Toffifee the hazelnut in a caramel cup with a hazelnut chocolate filling, topped with chocolate will be backed by TV advertising this year.
Kit Kat Chunky is currently supported by the Choose a Chunky Champion campaign where consumers vote for their favourite new Chunky variety, either mint, coconut, hazelnut or choc fudge.
Don’t forget the mints
Bendicks is a premium selection of dark mint chocolates designed to impress. Its brand owner Storck says its stamp of royal patronage is the guarantee of authenticity and quality sought by discerning consumers.
The brand is worth over £5.4m and continues to grow (Nielsen).

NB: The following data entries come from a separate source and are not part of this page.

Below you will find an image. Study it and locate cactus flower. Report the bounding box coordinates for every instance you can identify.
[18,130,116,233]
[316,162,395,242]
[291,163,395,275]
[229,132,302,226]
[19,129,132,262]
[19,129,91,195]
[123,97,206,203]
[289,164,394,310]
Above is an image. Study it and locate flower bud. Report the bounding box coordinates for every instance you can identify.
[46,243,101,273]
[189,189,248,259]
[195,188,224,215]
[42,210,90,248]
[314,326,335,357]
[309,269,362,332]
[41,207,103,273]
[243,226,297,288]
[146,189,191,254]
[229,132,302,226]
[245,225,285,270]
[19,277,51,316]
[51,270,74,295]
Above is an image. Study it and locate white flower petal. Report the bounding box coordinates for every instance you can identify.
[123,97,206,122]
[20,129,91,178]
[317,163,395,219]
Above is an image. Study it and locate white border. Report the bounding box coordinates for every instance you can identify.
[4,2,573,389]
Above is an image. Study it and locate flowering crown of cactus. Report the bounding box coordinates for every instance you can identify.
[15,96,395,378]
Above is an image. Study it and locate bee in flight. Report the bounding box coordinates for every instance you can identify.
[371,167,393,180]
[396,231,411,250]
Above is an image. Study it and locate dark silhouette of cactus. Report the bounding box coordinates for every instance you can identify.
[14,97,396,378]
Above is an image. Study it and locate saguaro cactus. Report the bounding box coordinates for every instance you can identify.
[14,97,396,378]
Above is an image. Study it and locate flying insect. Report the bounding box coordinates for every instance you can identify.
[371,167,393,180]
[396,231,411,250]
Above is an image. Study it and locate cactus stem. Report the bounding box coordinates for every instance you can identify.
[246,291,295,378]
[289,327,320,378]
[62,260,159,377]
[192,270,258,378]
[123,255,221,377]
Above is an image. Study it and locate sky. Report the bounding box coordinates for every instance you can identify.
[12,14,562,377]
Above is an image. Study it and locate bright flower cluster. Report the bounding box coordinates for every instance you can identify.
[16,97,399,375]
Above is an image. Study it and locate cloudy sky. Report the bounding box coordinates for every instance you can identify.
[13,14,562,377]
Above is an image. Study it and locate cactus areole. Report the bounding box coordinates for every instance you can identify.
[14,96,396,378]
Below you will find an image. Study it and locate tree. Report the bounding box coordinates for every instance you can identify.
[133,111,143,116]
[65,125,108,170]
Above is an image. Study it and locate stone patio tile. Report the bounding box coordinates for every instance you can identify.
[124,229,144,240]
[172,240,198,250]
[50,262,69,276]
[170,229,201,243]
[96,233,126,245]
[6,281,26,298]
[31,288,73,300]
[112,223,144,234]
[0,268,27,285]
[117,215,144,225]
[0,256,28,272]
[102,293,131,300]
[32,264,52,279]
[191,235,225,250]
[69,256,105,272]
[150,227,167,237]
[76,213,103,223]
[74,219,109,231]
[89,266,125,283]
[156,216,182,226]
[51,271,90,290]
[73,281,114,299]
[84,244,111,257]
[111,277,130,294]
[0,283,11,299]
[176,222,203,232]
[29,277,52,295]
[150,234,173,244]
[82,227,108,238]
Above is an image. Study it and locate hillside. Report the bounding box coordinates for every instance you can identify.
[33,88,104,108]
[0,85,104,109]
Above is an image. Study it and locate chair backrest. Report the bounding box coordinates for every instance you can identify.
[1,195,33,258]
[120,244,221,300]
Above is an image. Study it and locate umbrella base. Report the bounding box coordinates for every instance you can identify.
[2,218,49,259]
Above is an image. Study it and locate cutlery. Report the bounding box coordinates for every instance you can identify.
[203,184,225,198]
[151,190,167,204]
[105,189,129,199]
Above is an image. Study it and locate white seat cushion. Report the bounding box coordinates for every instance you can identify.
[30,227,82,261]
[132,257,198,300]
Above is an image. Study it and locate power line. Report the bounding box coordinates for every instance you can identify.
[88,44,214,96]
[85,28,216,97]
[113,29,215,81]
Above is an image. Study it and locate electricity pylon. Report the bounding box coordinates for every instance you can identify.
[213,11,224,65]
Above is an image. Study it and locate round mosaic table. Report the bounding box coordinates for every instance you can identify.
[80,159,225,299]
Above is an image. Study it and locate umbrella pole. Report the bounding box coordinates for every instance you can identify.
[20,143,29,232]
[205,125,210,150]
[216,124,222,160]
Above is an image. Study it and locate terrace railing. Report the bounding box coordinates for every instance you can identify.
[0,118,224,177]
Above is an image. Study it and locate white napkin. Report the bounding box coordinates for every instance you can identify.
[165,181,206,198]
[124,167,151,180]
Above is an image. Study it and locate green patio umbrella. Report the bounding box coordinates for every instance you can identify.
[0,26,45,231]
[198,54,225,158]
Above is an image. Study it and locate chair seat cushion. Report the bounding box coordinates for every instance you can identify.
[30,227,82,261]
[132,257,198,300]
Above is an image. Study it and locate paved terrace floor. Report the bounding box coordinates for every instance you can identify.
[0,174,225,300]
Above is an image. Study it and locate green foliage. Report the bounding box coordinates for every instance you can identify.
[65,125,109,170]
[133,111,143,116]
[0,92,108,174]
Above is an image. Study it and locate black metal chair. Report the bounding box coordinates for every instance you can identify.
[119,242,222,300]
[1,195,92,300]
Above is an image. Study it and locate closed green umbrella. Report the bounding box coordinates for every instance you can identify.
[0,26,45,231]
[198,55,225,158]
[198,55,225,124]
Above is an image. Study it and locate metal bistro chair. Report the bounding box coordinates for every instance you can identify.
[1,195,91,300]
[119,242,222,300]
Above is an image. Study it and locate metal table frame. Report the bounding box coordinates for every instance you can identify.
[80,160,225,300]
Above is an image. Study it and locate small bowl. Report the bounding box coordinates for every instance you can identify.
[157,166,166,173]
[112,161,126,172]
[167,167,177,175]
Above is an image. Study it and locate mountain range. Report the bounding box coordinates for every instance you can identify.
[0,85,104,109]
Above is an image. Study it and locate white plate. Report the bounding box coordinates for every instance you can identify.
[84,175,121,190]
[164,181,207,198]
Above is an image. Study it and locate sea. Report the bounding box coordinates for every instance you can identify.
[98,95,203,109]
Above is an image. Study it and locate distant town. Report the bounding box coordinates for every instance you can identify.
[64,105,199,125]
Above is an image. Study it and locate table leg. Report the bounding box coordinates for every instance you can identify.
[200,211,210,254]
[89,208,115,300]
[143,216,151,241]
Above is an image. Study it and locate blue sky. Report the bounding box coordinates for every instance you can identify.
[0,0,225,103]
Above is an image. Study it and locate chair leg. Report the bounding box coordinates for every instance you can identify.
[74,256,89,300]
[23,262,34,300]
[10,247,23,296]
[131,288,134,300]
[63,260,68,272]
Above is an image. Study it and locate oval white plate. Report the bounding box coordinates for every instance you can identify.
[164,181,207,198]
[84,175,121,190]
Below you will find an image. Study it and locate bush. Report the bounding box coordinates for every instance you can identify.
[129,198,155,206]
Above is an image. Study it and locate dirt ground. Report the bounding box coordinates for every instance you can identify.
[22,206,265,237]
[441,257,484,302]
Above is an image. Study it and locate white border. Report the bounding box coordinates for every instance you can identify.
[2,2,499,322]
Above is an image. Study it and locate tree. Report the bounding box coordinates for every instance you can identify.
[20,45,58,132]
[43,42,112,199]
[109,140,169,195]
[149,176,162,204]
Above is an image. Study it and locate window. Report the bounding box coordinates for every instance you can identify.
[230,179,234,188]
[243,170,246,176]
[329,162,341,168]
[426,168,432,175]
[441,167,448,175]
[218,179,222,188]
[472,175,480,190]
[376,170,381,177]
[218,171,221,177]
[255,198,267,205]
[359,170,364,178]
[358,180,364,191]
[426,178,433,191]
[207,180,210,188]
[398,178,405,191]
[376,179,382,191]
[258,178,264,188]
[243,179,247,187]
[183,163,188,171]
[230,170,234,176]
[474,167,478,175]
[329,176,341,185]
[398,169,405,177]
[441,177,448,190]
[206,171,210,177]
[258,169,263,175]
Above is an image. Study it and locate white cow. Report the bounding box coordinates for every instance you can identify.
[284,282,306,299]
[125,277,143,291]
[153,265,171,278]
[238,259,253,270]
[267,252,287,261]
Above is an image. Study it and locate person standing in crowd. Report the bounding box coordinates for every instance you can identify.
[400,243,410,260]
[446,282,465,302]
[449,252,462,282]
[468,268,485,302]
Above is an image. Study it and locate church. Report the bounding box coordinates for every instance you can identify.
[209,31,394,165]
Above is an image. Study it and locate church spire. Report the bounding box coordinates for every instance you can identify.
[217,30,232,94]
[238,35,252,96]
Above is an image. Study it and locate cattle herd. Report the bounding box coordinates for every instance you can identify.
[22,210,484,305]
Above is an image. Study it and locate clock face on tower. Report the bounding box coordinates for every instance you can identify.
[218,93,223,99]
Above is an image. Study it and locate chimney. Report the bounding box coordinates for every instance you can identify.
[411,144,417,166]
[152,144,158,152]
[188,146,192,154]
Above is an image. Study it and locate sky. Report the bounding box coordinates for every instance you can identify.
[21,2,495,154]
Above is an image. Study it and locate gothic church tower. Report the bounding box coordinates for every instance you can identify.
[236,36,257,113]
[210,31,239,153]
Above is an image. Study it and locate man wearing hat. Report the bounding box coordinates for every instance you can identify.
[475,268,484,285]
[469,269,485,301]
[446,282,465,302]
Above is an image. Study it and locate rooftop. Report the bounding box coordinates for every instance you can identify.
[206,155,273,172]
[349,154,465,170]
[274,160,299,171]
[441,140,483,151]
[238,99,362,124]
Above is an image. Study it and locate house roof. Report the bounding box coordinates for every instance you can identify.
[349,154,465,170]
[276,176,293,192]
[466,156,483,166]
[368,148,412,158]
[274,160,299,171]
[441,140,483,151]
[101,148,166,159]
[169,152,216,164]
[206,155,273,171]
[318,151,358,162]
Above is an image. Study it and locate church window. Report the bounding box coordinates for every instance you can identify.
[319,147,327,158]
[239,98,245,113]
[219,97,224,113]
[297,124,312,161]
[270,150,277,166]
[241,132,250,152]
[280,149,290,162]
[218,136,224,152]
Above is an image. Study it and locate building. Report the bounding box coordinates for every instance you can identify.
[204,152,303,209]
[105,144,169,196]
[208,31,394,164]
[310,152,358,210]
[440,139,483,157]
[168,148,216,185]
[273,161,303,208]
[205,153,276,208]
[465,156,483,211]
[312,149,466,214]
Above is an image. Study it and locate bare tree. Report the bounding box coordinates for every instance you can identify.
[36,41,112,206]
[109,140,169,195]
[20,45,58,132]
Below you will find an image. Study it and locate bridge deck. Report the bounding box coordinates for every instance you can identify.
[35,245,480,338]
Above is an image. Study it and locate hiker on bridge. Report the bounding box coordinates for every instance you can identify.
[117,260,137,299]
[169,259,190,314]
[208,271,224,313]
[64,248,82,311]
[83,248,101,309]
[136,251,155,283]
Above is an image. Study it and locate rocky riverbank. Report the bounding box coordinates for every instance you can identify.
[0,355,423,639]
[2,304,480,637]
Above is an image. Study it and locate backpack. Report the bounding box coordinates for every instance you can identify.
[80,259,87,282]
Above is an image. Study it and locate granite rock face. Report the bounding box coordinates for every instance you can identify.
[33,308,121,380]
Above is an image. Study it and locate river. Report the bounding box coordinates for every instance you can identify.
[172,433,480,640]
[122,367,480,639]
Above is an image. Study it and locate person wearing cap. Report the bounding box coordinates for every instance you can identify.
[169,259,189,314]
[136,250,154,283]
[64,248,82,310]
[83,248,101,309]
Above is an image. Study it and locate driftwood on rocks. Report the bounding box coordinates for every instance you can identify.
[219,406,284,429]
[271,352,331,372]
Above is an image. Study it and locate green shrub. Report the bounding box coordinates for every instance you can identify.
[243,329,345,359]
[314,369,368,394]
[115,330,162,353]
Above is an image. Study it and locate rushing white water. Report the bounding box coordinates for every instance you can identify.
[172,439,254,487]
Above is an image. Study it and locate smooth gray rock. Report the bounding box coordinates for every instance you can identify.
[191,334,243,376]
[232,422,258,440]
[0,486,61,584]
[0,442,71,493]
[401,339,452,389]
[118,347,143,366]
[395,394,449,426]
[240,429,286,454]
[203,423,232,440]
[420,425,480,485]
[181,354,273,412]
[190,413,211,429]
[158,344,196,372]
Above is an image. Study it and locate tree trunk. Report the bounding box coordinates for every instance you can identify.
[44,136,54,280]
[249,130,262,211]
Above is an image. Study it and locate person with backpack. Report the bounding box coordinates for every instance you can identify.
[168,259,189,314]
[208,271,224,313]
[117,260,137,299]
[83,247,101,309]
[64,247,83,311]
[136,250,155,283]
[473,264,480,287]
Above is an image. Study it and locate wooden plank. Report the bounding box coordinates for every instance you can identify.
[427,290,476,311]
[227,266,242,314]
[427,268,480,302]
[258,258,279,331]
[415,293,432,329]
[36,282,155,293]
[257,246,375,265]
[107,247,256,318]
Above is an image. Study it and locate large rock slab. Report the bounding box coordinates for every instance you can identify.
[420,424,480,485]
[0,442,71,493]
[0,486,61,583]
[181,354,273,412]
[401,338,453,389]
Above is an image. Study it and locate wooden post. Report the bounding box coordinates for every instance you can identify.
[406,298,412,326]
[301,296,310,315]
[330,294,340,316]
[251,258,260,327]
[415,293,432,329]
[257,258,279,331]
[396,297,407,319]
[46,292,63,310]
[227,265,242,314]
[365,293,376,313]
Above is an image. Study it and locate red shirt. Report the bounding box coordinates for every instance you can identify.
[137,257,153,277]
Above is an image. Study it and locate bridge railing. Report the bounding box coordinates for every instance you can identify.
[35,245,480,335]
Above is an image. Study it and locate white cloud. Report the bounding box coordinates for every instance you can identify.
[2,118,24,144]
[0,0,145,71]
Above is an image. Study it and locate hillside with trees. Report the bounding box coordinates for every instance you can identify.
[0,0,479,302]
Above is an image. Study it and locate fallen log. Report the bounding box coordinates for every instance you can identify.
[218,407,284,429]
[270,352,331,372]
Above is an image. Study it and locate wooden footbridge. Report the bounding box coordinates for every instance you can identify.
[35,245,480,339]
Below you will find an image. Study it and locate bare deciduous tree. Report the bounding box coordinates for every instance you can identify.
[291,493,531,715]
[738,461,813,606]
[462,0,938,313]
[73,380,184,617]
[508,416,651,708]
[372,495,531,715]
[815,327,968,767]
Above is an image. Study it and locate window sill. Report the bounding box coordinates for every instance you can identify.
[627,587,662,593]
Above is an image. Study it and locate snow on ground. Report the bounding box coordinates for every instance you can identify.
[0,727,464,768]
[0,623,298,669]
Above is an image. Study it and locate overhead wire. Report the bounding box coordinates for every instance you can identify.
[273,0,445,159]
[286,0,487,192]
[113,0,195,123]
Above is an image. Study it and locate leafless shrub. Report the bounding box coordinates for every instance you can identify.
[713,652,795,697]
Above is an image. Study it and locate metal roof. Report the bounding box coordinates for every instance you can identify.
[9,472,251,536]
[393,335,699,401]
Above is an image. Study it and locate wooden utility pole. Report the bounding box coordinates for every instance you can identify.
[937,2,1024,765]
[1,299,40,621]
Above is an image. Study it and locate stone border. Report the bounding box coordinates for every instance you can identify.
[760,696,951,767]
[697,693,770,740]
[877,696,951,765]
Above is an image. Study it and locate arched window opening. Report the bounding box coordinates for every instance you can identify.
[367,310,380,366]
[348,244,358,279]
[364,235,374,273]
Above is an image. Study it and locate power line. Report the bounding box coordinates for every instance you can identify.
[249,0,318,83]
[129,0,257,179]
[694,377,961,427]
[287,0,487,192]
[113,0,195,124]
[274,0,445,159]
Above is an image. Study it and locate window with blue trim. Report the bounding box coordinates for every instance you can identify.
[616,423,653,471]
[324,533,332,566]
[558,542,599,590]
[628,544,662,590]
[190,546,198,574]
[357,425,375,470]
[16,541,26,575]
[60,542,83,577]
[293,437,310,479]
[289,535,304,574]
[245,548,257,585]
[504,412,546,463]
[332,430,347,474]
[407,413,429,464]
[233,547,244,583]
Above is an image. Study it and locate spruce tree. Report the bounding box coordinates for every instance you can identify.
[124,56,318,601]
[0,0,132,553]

Mint Collection, described as a "must for all sharing occasions" is an assortment of dark mint chocolates including the famous Bendicks Bittermint. It is the UK’s number one mint selection, worth over £3m, with sales growth of 6%.
Meanwhile, Bittermints combine an intense mint fondant with chocolate made from 95% cocoa solids. The brand is worth over £2.2m and is growing 16% year-on-year, which is 12% ahead of the category. And Bendicks Mint Crisps are dark chocolates packed with crisp honeycomb pieces infused with peppermint oil.
Bendicks-branded taxis will continue to support the brand in London throughout the year. In addition, Bendicks will be participating in the Coronation festival in July 2013. This is a showcase of the best of British excellence and tradition, and will be held in the gardens of Buckingham Palace.